This summary article is based on the paper 'Doodle It Yourself: Class Incremental Learning by Drawing a Few Sketches' and all credit goes to the authors of this paper. Please don't forget to join our ML Subreddit
Class Incremental Learning methods aim at extending the ability of machine learning models in recognizing novel classes, while not forgetting what they know about already known classes. Few-Shot Class Incremental Learning is a recent solution that pushes the model to learn the new classes with very few examples. In this research topic, it is important to consider two key questions: (1) what data modality should be used for the samples of the new classes and (2) how such samples could be obtained in practice. The researchers of the University of Surrey that proposed this paper considered a scenario in which the machine learning model is a photo classifier. Their purpose is to have a model that could be used in real-world scenarios while simulating how humans learn during their life. Specifically, the idea is two-fold: (1) as humans, the model must learn from different data modalities (i.e., not only photos) (2) without asking the users to provide photos that can be unavailable (also for privacy and ethical constraints like copyright issues).

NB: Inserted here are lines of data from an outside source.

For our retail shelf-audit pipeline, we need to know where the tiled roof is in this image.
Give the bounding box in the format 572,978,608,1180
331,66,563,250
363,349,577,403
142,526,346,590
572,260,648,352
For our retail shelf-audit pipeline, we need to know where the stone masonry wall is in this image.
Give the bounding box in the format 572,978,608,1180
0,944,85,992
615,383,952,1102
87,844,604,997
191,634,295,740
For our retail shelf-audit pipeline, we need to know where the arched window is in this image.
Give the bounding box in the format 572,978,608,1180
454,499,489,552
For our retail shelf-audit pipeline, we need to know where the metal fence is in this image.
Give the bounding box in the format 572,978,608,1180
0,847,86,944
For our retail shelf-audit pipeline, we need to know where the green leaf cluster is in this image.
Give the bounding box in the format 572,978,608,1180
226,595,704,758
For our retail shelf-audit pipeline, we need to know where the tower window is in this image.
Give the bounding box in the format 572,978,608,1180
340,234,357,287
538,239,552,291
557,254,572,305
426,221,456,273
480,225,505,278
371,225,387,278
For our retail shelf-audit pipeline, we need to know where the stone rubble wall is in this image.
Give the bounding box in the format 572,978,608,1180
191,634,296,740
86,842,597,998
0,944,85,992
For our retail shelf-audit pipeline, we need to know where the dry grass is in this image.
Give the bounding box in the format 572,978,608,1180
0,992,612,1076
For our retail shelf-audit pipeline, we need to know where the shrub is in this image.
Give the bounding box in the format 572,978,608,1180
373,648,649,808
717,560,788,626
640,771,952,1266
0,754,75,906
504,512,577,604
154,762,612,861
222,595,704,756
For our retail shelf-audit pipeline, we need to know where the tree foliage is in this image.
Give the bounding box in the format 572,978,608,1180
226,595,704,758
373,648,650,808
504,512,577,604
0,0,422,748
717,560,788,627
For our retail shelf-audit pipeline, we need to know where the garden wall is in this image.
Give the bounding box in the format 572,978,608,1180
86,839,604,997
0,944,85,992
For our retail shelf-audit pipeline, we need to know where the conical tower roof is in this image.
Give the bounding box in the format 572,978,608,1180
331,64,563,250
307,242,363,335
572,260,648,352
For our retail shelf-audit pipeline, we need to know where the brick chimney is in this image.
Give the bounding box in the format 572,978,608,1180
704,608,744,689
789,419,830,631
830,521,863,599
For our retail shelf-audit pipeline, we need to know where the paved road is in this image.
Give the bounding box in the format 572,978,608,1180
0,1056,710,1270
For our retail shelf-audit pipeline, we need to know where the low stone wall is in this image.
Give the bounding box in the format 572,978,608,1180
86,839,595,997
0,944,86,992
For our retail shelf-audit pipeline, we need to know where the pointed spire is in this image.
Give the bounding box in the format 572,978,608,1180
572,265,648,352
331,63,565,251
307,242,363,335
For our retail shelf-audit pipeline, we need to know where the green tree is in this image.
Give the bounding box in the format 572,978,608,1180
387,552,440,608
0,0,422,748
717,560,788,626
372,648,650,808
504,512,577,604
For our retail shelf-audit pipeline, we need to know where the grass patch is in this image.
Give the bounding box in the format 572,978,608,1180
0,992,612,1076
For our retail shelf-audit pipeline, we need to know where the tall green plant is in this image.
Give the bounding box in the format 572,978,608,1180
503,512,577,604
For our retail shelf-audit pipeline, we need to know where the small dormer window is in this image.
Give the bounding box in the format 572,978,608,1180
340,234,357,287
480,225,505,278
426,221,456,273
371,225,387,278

The Figure above depicts the overall architecture of Doodle It Yourself – Few-Shot Class Incremental Learning (DIY-FSCIL), the framework proposed in this paper. In the beginning, we start with a 10-class classifier (Rwbase) that receives as input the features extracted by a feature extractor (F) for the base class photos. Then, given sketch exemplars provided by the users (1 sketch for each novel class in the figure) for 3 novel classes, we obtain Rwnew, a (10+3)-class classifier that is able to classify photos from both base and novel classes.
To develop DIY-FSCIL, the authors faced three design challenges: (1) how to obtain a cross-modalities model minimizing the domain gap between sketch samples and real photos, (2) how to preserve and not forget base classes information, and (3) how to exploit information from base classes to quickly learn the novel classes using few samples. For the first problem, the authors trained a domain-agnostic feature extractor through gradient consensus. For the second problem, they used a knowledge distillation loss to keep knowledge about the base classes while incrementing the classifier to novel ones. For the third problem, this framework relies on a graph neural network to generate more discriminative decision boundaries between the old and the novel classes. The framework follows a two-stage training process which is described in the following paragraphs.
In the first stage, the goal is to learn a domain-agnostic feature extractor F through gradient consensus to handle the domain gap between photos and sketches. During this training stage, the authors relied on mini-batches that are equally composed of both labeled photos and sketches. At the same time, the loss function used in this stage is composed of two individual losses: one for the photos and one for the sketches. The idea is to update the model so that there is an agreement in the gradient space (i.e., gradient consensus) between the two domains, in order to learn a domain-invariant representation for the features. In this way, the model parameters are updated to improve the generalization capabilities of the framework on both photos and sketches.
During the second stage, the framework learns a weight generator G through incremental learning, involving two steps. In the first step of this second stage, the purpose is to obtain an updated base+novel classifier (Rwnew) through a sketch support set that is used to produce weight vectors for the novel classes and to refine the weight vectors related to the base classes. This process allows obtaining a better decision boundary in the presence of photos of both base and novel classes. Note that, during this second stage, the weights of F are freezed to avoid overfitting during the few-shot update and to alleviate the catastrophic forgetting issue for the base classes.
Let’s describe what happens in the first step of this second stage in detail. The generator G takes as input (1) the weight matrix Wbase from the Rwbase classifier, representing previous base classes knowledge, and (2) the class-wise representative features of the novel classes obtained from sketch exemplars Wnovel . These class-wise representative features are obtained by averaging the feature representations of the sketches of each class. In order to obtain an optimized decision boundary for both base and novel classes, the generation of the weight vectors Wnew for both base and novel classes are obtained through an information passing mechanism implemented by using a Graph Attention Network.
In the second step of the second stage, the classifier Rwnew is used to classify a query set of real photos from both base and novel classes. This step is necessary to compute the final loss which is used to optimize the weights Wnew by using the gradient descent algorithm. Finally, in order to further optimize Rwnew based on the knowledge learned from Wbase, a distillation loss is added to the standard classification loss during the training process applied over the query set. This distillation loss ensures that the weight vectors Wnew remain close to what has been learned during the first stage of training. Specifically, the distillation loss is computed by considering the predictions of Rwbase over the query set as ground truths.